I realize that this has been sort of a rambling post, but I think that it is important to look into the history of why we have the legacy high voltage AC distribution system. I do not think that we will ever get away from AC, because it is so easy to manipulate, but HVDC distribution is the wave of the future since we can convert DC to AC efficiently now. But for over 80 years we could not, and we now have to deal with those legacy systems.
So now we see what we have, and what we can develop. But there is one more advantage to DC transmission: it does not require any careful balancing except for voltage. In AC transmission systems, phase and frequency have to be carefully balanced, in addition with voltage, to get it to flow in the right direction. If any of these are off, destructive interference occurs and energy is lost. This is a very, very difficult task. That is why the four grids in North America can not "talk" to each other: they are out of phase with respect to one another.
With DC, it only has to be gated properly, if it be at the right voltage, to allow it to flow into the DC grid and be transferred. Phase and frequency matching are not required, since DC has neither of those properties. This would allow the four grids to interconnect, by rectifying AC to DC, transferring the power, and then inverting it to match the phase of the other grid. This has the potential to help balance loads across all four grids.
The real advantage is for HVDC to transmit power for long distances, say from wind farms in the wind belt to other parts of the country, regardless of which grid is involved.

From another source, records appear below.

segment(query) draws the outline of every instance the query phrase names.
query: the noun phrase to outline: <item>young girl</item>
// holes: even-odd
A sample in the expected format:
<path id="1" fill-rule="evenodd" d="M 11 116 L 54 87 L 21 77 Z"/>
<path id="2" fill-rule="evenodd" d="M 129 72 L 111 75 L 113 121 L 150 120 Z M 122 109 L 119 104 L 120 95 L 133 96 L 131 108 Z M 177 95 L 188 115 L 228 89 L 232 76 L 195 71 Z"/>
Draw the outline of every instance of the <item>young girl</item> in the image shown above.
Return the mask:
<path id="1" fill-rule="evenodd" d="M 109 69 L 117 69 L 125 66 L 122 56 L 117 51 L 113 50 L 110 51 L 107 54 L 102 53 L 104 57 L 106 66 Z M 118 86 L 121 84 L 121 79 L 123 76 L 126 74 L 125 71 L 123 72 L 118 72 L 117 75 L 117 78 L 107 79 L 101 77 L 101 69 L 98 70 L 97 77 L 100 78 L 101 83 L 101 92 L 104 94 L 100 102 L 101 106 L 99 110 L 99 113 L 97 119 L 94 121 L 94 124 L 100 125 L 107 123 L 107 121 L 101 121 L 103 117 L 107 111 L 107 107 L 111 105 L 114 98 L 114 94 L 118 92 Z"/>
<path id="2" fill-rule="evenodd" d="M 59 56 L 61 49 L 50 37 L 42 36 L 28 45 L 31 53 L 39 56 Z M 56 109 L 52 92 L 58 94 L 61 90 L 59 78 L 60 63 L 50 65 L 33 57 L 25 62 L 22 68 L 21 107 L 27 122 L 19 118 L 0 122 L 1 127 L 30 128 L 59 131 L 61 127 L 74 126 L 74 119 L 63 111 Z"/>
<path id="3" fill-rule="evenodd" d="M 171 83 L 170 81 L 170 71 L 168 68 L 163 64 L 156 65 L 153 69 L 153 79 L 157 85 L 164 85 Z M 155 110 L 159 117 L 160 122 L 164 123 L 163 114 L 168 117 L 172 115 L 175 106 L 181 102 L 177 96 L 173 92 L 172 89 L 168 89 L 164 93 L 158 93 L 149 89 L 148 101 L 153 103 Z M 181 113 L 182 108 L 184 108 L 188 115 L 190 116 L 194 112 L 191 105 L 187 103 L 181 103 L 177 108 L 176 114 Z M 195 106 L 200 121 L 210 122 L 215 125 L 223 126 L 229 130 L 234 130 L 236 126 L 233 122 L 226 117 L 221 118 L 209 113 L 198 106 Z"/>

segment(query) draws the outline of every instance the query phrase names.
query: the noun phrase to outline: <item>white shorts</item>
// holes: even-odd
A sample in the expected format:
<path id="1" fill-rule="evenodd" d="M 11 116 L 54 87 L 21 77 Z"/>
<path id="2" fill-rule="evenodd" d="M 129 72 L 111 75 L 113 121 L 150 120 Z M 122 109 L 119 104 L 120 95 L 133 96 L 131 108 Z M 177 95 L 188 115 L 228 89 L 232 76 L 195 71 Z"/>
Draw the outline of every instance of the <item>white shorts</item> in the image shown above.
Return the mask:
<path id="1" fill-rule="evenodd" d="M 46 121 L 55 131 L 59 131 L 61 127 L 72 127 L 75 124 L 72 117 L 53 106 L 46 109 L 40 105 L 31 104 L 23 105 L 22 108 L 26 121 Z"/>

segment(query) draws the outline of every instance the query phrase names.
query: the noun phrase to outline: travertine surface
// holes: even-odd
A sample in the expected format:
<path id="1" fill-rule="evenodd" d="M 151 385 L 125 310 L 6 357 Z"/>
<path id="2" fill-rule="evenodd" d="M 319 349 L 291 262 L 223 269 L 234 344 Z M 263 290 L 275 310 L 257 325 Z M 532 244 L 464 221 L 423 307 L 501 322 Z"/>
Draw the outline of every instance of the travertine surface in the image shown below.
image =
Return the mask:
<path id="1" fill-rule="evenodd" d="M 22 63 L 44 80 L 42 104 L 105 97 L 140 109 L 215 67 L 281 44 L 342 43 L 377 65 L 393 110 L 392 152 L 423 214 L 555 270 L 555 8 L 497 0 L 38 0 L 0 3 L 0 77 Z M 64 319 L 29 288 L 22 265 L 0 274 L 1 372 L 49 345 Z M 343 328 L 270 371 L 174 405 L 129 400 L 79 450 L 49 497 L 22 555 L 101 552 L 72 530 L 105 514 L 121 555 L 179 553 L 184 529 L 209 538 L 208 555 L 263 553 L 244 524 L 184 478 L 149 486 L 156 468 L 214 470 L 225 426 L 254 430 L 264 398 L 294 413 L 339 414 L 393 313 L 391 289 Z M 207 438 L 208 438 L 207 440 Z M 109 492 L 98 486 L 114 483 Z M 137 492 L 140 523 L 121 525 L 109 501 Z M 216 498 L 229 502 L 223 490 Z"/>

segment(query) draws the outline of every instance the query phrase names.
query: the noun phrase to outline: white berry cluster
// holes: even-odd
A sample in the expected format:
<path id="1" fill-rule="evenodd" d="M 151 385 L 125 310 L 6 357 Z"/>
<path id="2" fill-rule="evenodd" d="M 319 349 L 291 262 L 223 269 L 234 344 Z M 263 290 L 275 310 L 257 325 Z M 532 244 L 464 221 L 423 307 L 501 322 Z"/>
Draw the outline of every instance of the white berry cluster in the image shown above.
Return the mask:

At present, it appears that it is more economical to use HVDC for distances over a couple of hundred kilometers (because of the cost of rectifiers and inverters) when AC power is the original source, and even shorter distances when DC is the original source because there is no rectifying step.
AC generators are in general more efficient than DC generators (dynamos), and full wave rectifiers are not that expensive and are reliable. Another disadvantage with dynamos is that they produce pulsed DC, which has few of the advantages of steady DC and many of the disadvantages of AC. Except for photovoltaic, most electricity will continue to be produced as AC and rectified before heading to the grid.
Well, this is a very basic primer to they way we transmit power from one place to another, why we got where we are, and a look to the future. As always, any questions, comments, corrections, or any other science related topic are welcome.
UPDATE: I solicit ideas for future topics, so please do not be bashful.
Second update: I will be posting guidelines for guest hosts for Pique the Geek next time. Accuracy is paramount, but everyone makes a mistake now and then. I sure do. Respect for the readers and commenters is important, even it they are rude. And I would like at minimum of at least an hour to respond after the first comment comes to you. I have been here for almost 3.5 hours. Dedication is important. Finally, no bull. If you do not know, either look it up or say so. I will be more specific next time. I look forward to other contributors.
Last update: I have been at this for 3.5 hours now, and I think that I will go and try to find another gem in my unsearched rolls of coins for a little while. For everyone who read without commenting, please become more involved. For everyone that commented, thank you. For those of who that challenged me, many thanks, because that keeps me honest and constantly checking my facts.
Finally, for the one of you who wants to write, bring it on! Kos does not run this site alone, and I can not run a quality series every week alone, either.
Thanks to all for all of the tips and recommendations.
Oh, as always, I will check for any comments that came in to late for me to respond to tonight and do so tomorrow before the clock runs out on us. My intention is to recognize everyone who contributes here.